LaSalle puts fat cheque in the post for investors
LaSalle Investment Management raised $3 billion for its Asia Opportunity Fund III, invested $1 billion before the global financial crisis in 2008, then took an intermission before investing a further $1.4 billion.
The fund is now reaching the end of its four-year investment term, and rather than seek investor approval to extend that duration, has decided, (at a time when most fund managers would sell their spouses to vivisectionists to have excess capital to invest), to send the last $600 million back to investors.
“We could have pushed it out, but we’ve been cautious and judicious and on a risk-adjusted basis we think we’ve executed the best transactions for the fund,” says Ian Mackie, Asia-Pacific head of private equity for LaSalle Investment Management, who is based in Singapore.
“Our investors can decide what to do with the money. Maybe they’ll one day decide to invest it back with us, because as you can tell, our Asian Opportunity Funds are a series. However, we don’t have details about future funds that we can tell you about just yet.”

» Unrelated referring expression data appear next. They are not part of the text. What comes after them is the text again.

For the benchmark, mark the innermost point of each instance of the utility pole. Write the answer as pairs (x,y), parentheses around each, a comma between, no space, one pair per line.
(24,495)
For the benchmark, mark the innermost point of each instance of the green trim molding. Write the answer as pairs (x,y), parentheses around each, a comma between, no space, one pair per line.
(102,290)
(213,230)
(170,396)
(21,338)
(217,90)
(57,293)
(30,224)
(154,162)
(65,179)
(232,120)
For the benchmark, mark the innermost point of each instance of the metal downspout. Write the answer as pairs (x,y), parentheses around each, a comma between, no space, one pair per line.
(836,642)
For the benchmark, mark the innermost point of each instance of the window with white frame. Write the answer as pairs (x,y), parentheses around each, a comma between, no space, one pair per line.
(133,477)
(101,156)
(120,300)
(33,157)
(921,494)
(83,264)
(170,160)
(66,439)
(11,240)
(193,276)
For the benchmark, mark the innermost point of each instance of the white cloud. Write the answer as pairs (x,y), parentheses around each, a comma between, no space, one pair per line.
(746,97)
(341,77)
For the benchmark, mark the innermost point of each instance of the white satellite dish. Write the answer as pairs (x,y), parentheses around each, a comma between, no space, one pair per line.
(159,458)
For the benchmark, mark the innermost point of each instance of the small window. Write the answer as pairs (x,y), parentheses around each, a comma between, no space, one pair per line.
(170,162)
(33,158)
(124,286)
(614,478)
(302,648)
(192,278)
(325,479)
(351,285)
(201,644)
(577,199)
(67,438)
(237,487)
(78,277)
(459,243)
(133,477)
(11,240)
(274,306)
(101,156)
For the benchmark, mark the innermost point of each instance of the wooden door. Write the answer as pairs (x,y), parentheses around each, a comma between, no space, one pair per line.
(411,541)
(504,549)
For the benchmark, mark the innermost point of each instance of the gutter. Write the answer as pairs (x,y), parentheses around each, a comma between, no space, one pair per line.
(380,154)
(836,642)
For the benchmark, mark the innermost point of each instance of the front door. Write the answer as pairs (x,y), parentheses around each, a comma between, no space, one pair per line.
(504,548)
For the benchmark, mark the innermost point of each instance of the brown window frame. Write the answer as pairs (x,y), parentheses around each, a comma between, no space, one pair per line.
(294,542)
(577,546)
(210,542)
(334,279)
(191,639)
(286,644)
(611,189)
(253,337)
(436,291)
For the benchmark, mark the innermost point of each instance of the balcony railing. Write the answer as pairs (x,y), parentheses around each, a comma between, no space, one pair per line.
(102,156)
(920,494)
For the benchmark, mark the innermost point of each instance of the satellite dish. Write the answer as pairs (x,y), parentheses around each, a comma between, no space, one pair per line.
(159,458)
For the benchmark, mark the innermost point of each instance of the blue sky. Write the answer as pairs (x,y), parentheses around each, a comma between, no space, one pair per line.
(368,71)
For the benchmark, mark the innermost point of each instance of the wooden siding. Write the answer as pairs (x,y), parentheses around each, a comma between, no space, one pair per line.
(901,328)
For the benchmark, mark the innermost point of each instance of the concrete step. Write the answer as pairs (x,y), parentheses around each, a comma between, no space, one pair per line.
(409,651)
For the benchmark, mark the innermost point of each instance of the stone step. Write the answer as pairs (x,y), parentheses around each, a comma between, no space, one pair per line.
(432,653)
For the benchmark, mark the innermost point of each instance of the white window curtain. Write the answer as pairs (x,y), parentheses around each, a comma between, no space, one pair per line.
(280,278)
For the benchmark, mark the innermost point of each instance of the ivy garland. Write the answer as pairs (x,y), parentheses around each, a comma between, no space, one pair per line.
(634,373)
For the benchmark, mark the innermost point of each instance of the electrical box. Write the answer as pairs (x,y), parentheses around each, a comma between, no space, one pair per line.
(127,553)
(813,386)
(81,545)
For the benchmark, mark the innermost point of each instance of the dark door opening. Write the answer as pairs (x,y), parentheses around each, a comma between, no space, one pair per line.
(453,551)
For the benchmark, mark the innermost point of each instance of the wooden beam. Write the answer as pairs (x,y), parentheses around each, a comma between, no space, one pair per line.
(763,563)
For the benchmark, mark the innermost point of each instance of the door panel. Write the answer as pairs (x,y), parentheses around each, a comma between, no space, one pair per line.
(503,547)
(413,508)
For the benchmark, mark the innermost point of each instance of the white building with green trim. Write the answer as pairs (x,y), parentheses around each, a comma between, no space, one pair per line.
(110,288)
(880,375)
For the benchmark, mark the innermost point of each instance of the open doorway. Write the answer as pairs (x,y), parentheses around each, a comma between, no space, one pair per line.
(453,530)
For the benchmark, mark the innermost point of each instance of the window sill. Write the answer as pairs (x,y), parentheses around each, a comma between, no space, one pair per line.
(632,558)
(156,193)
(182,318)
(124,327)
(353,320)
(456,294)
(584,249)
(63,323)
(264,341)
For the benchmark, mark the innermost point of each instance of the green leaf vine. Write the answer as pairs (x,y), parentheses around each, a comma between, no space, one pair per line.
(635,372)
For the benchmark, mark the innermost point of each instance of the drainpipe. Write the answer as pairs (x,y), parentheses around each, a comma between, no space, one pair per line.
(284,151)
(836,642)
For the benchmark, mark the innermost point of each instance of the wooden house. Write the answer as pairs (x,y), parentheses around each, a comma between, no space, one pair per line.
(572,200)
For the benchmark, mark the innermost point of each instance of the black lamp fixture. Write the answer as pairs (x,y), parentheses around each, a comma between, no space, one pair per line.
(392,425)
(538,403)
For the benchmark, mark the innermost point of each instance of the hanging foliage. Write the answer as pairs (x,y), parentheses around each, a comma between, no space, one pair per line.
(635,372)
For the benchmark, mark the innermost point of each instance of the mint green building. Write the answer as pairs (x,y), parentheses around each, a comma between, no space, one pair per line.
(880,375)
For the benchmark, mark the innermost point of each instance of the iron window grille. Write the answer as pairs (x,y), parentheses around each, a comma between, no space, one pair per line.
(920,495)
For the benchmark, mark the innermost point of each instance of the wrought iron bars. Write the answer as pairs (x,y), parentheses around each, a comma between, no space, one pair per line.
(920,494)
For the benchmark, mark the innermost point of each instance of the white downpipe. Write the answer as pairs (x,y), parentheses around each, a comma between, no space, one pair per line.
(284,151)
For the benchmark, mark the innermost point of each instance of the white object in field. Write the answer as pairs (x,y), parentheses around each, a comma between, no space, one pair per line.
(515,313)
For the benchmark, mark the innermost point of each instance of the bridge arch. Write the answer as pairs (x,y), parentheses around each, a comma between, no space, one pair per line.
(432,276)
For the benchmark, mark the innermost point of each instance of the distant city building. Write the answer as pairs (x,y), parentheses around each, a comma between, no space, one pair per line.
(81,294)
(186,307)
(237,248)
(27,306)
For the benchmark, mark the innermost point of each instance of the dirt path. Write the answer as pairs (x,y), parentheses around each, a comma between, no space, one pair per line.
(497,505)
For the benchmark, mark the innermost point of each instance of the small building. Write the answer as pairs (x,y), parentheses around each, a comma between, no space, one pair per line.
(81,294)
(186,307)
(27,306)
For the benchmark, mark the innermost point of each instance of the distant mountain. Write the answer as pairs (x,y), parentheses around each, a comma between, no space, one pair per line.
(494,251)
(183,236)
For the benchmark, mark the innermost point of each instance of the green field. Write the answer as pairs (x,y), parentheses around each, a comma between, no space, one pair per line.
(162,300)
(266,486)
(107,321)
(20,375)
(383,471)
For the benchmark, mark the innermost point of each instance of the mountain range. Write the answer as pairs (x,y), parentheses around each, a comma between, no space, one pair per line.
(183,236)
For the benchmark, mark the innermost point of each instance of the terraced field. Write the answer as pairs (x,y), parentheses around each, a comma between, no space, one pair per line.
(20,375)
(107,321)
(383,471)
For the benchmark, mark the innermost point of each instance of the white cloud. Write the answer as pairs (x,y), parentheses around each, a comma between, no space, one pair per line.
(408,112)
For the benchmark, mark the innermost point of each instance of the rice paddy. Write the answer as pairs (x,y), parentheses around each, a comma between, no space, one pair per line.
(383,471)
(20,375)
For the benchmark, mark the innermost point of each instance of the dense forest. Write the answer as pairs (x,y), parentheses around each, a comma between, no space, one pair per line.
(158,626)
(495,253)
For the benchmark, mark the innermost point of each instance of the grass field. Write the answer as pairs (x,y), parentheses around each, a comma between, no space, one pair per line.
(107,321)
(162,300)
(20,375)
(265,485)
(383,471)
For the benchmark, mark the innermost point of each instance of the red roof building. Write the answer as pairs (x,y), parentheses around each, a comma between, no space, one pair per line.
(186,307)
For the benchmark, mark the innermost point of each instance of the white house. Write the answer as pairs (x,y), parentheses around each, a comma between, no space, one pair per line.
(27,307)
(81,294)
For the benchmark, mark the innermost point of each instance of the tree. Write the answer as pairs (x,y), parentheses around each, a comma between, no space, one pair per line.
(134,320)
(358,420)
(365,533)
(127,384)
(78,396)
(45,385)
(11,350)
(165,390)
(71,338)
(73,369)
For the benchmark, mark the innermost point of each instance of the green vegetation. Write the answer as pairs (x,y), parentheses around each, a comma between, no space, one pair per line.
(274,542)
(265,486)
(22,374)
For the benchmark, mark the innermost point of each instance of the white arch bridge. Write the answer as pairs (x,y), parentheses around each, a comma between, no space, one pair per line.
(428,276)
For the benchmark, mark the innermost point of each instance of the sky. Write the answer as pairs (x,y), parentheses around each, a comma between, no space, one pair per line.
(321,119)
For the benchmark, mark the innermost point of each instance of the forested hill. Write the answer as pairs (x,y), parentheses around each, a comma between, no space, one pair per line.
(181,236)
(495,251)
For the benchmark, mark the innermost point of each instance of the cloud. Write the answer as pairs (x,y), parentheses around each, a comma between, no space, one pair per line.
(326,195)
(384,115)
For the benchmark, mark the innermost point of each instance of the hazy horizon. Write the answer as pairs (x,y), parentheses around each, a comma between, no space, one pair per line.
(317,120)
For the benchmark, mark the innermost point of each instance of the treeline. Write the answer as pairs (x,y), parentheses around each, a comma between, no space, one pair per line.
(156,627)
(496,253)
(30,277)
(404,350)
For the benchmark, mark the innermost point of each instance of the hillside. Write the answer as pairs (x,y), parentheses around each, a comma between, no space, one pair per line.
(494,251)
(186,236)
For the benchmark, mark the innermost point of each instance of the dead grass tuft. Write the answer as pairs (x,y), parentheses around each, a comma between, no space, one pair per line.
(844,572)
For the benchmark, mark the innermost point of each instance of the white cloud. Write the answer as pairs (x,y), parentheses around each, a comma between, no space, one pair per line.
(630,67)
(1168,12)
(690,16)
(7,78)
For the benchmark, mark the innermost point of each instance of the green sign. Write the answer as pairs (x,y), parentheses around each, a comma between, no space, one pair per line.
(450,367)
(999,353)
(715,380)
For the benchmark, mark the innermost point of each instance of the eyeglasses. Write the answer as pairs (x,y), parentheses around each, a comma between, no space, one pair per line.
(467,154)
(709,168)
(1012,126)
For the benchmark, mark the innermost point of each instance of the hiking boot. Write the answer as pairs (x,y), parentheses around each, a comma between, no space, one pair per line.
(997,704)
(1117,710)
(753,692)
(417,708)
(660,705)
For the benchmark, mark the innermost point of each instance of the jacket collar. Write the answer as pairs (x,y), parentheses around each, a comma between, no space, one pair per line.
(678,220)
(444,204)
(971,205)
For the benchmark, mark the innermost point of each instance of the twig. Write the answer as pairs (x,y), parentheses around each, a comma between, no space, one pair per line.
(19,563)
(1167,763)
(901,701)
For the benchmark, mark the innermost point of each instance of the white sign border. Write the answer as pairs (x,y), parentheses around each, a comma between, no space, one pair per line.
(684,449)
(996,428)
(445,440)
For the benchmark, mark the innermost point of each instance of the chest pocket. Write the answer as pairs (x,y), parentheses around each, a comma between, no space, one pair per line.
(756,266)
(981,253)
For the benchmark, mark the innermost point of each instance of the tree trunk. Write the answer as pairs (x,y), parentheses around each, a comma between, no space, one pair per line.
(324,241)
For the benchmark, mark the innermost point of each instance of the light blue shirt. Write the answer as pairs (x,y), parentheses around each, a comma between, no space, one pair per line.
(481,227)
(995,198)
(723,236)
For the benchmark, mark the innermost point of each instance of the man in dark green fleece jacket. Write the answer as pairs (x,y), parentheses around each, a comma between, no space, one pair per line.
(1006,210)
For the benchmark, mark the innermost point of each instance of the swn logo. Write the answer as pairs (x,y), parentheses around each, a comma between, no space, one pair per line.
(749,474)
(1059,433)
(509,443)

In the last year, the fund invested in Japanese commercial and residential real estate, having negotiated with local banks who had lent to stressed and distressed sellers. They then persuaded those banks to lend back to finance the projects under their new ownership.
They also invested in a residential/retail/office project in Chengdu, finding that they could step into the liquidity gap as lending on real estate was being reined in. That residential plot was purchased from Shui On Construction.
LaSalle also detected some reluctance among banks to lend on real estate projects in Australia. So they stepped into that gap, too.
In Australia, along with four residential developments, they bought the Sofitel Wentworth Hotel in Sydney and the Novotel on Collins in Melbourne, plus an office property on Elizabeth Street in Sydney and a 25% share in a Grade A Sydney office building on Castlereagh Street.
LaSalle did not invest funds during this recent period of activity in either Hong Kong or Singapore, given how quickly prices in both cities had rebounded after 2008.
LaSalle manages about $45 billion globally, of which some 20% is in Asia, and most of that money is within its series of Asia Opportunity Funds and Japanese Logistics Funds.